Most of Tor Metrics would have run 10 or 15 years ago with only minor
modifications.  It's not necessarily a bad thing to use established
technologies.  But maybe, if we rewrite it using modern
data-processing, web, and visualization frameworks, it becomes more
attractive to other developers to contribute code and help maintain
existing (well, then rewritten) code.  The result would be a larger
Tor Metrics website that is easier to maintain and hopefully
maintained by more people.  It's unclear how realistic this plan is,
though, and it requires attention by Tor Metrics maintainers to bring
it enough into shape for external contributors to get involved.

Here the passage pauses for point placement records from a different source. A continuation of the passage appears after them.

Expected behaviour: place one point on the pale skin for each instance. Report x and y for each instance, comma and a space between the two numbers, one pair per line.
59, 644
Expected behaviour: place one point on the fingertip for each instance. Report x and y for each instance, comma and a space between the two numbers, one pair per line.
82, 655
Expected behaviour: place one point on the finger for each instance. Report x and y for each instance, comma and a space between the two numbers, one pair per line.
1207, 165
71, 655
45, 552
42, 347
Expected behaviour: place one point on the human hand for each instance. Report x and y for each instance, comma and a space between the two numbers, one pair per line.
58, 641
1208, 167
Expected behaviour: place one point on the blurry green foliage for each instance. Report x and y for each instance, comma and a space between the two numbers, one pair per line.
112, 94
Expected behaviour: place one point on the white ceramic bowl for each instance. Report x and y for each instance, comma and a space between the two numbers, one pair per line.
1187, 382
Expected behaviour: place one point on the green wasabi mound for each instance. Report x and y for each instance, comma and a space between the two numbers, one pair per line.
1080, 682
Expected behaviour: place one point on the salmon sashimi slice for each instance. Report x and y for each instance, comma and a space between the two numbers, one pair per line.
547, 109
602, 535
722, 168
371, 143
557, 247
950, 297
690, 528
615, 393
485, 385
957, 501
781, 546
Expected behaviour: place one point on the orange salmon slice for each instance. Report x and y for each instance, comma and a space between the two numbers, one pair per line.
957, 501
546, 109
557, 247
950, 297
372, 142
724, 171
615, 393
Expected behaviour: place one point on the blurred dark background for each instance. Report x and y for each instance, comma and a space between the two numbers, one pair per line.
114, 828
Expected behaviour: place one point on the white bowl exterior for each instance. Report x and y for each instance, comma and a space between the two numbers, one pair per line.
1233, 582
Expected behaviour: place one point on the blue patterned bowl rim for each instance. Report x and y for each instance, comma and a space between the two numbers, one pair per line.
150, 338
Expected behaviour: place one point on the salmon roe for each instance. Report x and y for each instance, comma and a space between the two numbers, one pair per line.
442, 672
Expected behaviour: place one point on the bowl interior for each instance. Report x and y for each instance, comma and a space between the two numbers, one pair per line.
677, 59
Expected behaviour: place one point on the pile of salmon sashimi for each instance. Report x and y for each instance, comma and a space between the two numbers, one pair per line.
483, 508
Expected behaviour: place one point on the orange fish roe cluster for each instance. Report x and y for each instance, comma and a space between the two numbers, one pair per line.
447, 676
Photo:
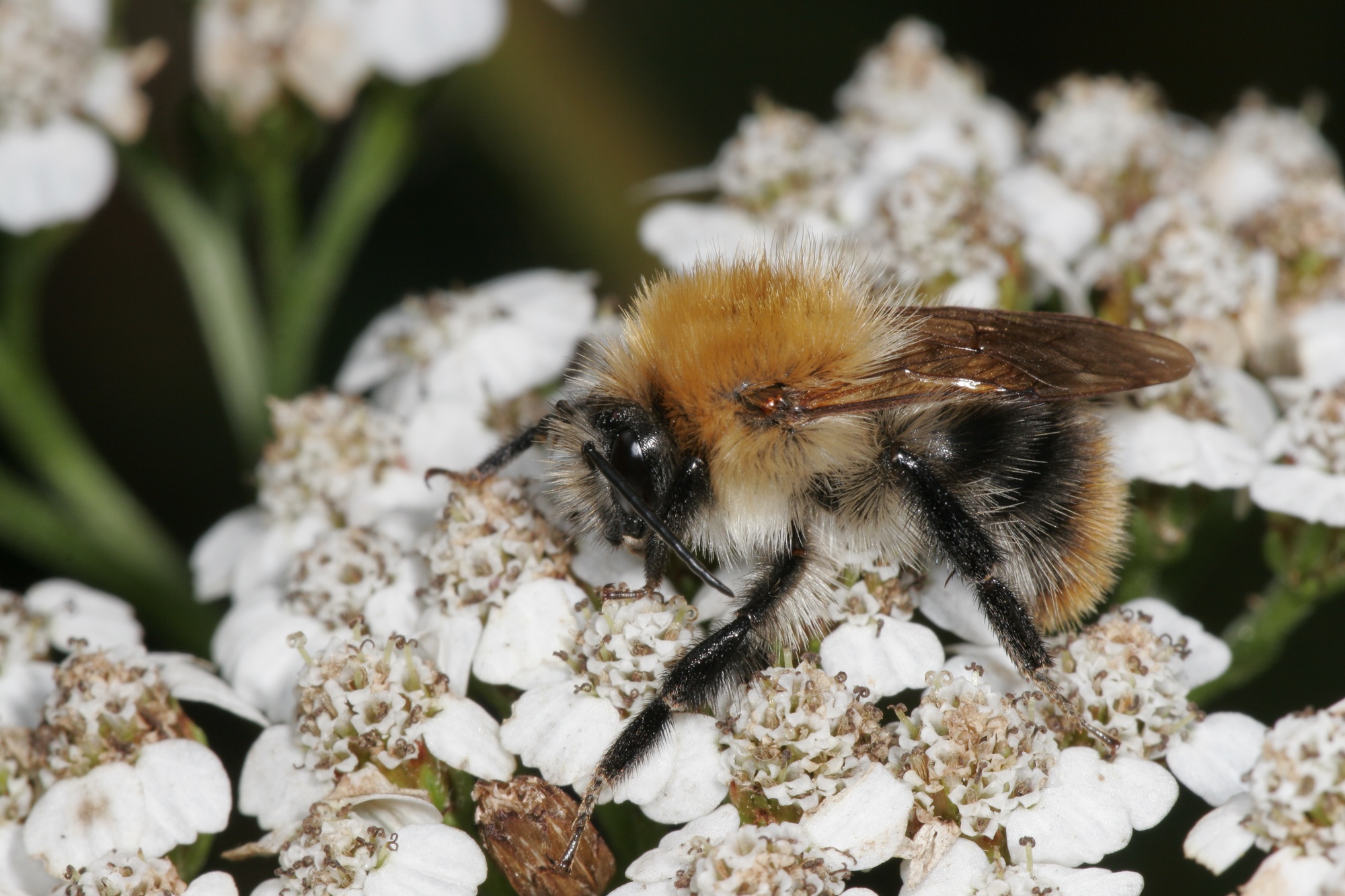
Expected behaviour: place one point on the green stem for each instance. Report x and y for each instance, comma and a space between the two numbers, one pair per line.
96, 528
278, 197
33, 525
216, 270
1309, 563
373, 165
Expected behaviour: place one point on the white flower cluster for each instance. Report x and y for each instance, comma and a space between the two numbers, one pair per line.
350, 526
248, 52
798, 737
114, 774
972, 756
1227, 240
1293, 806
57, 73
367, 704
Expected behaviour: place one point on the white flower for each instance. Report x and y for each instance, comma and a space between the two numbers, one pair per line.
715, 854
52, 614
683, 233
802, 747
980, 762
935, 224
1132, 673
876, 645
350, 576
489, 343
377, 844
325, 50
488, 545
1113, 140
56, 68
362, 704
1305, 470
579, 700
128, 873
1295, 805
336, 462
782, 163
910, 89
1260, 153
120, 766
965, 870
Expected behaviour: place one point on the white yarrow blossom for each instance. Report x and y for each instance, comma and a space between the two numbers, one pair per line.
802, 747
248, 52
978, 760
336, 462
1304, 474
965, 870
128, 873
367, 704
377, 844
350, 576
718, 856
57, 75
120, 766
490, 544
1293, 807
876, 645
591, 673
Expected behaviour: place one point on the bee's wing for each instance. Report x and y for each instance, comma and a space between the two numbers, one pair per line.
969, 352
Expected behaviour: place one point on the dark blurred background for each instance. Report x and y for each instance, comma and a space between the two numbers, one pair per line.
531, 159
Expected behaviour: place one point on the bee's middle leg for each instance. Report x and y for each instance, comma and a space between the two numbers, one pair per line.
724, 658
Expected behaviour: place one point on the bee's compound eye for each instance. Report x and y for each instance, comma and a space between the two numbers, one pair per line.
629, 459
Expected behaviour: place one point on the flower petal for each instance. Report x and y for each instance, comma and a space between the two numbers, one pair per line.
1301, 491
662, 864
867, 819
1147, 788
521, 639
411, 41
213, 884
1289, 872
59, 171
1079, 817
1159, 446
1213, 759
1219, 838
465, 736
685, 778
275, 786
886, 658
79, 611
1091, 881
188, 792
24, 690
188, 680
216, 553
961, 868
559, 732
431, 860
1210, 655
950, 604
20, 872
680, 233
81, 818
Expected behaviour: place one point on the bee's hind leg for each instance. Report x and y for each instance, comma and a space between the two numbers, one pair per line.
974, 556
724, 658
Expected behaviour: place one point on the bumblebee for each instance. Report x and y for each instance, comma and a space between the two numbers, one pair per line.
783, 411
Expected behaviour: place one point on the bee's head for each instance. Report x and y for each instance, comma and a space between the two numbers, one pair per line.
633, 442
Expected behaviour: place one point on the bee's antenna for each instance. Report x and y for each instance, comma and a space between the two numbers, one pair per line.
644, 512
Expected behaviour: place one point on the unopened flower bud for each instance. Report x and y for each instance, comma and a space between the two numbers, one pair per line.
525, 823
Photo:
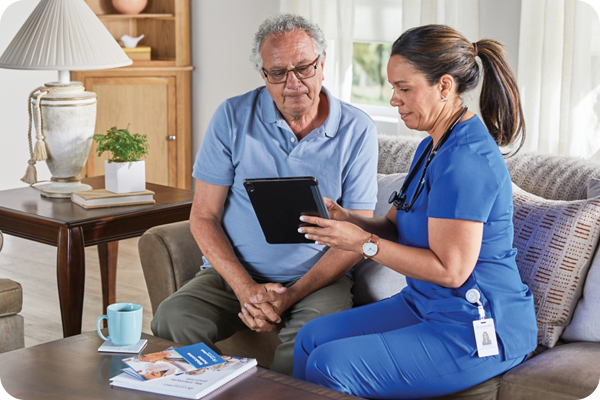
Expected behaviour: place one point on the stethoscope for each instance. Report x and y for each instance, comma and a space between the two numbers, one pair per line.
399, 199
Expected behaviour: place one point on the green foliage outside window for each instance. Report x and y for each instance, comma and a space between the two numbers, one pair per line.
369, 73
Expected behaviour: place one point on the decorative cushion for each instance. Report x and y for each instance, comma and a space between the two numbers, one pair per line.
585, 326
373, 281
555, 241
593, 188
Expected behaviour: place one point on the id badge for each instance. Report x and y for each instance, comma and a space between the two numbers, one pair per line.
485, 336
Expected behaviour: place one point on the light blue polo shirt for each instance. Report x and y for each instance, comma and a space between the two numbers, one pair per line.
248, 138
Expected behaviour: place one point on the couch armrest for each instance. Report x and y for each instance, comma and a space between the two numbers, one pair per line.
569, 371
170, 257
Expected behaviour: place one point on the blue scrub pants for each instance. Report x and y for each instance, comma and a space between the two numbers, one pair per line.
383, 351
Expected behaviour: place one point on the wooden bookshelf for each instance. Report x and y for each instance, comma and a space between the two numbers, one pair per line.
151, 95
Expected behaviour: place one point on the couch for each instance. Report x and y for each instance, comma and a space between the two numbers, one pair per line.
11, 324
556, 233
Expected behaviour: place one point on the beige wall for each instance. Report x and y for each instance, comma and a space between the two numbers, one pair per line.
222, 32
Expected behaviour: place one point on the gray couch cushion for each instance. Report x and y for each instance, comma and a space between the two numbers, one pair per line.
552, 177
570, 371
555, 241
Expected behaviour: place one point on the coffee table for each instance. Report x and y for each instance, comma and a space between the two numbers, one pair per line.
71, 228
72, 368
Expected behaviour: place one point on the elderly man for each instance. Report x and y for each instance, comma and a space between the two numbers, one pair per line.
292, 126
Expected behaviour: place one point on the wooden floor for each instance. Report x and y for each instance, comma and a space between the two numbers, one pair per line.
33, 265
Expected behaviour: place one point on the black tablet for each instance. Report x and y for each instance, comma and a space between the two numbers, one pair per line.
279, 203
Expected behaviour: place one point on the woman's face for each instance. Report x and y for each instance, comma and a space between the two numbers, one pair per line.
419, 103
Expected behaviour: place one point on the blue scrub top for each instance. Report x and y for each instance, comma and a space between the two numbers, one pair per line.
468, 179
248, 138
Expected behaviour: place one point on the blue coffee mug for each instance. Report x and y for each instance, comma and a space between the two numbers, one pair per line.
124, 323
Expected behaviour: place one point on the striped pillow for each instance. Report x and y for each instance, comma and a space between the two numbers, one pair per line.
555, 241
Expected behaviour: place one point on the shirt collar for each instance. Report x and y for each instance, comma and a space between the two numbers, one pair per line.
272, 115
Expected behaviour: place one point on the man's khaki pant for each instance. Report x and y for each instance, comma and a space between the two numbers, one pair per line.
206, 310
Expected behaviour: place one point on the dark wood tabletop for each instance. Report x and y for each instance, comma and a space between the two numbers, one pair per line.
72, 368
60, 222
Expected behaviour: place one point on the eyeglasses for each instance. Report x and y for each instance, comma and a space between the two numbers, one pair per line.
306, 71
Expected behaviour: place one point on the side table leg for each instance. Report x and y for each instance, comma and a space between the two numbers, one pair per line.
71, 278
107, 253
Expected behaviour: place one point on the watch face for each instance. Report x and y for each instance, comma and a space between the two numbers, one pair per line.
369, 249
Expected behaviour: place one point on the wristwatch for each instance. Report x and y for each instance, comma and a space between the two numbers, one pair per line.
371, 247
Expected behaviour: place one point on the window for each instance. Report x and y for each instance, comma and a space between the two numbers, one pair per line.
376, 25
369, 73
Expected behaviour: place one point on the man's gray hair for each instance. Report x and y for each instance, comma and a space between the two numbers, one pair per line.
283, 23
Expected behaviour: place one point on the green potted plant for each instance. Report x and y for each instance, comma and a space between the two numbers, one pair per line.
125, 172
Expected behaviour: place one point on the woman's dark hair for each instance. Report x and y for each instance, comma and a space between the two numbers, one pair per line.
436, 50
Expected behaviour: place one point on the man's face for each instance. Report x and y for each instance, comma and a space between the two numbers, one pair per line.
294, 98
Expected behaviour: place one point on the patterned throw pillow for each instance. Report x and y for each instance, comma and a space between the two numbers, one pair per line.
555, 241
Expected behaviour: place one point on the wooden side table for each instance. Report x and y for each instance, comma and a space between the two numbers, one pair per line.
72, 369
69, 227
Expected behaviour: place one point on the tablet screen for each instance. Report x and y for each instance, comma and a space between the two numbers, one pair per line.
279, 203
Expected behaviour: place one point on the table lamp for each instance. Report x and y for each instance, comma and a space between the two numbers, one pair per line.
62, 35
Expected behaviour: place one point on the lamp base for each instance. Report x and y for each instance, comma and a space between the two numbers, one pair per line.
62, 190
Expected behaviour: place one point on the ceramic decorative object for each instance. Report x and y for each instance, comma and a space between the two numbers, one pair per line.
125, 177
131, 42
129, 6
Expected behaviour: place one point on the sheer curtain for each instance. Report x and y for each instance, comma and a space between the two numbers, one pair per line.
336, 19
559, 76
344, 21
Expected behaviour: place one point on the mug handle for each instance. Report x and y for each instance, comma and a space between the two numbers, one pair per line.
100, 318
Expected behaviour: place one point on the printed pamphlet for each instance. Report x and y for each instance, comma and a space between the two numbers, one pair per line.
192, 384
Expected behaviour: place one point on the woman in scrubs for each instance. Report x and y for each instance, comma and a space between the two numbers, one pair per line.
449, 232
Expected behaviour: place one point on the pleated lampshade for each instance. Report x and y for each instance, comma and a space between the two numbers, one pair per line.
63, 35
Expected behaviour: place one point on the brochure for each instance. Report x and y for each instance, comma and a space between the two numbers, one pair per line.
172, 361
193, 384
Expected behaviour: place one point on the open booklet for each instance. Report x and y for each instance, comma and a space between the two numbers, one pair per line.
193, 384
172, 361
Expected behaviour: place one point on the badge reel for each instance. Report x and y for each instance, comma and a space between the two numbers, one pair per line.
485, 332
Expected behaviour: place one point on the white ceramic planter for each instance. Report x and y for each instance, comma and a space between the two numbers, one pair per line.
125, 177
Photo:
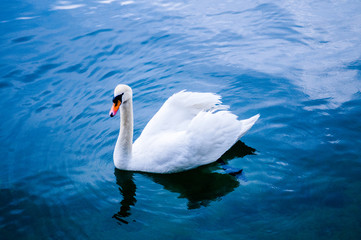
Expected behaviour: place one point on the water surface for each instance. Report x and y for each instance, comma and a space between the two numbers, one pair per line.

 2 Add more ways to contribute to Tor Metrics externally

It may be possible to further grow Tor Metrics without adding more
code to it, hence not making it any harder to maintain.  However, if
code to generate visualizations is run elsewhere, there's a certain
risk that results are not perceived as trustworthy as if that code
were run as part of Metrics.  This is primarily a problem of setting
user expectations right.  We could add different ways for contributing
to Tor Metrics, depending on the level of commitment that contributors
are willing to make.  Possible new ways (in addition to filing a Trac
ticket, which is already possible, though not very effective) are:

 2.1 Accept contribution of static data or static graphs

Somebody might contribute data (in a tarball, download link, etc.) or
a static graph (static as in "doesn't break, ever", not "static HTML
with a tiny amount of JavaScript that will surely never break").  The
Tor Metrics team reviews that and puts it on the Tor Metrics website,
together with a short description, author information, license, etc.
There are plenty of visualizations on Trac and on the mailing lists,
so we'll have to define criteria what we add and what not, and we'll
need a good process for making that happen.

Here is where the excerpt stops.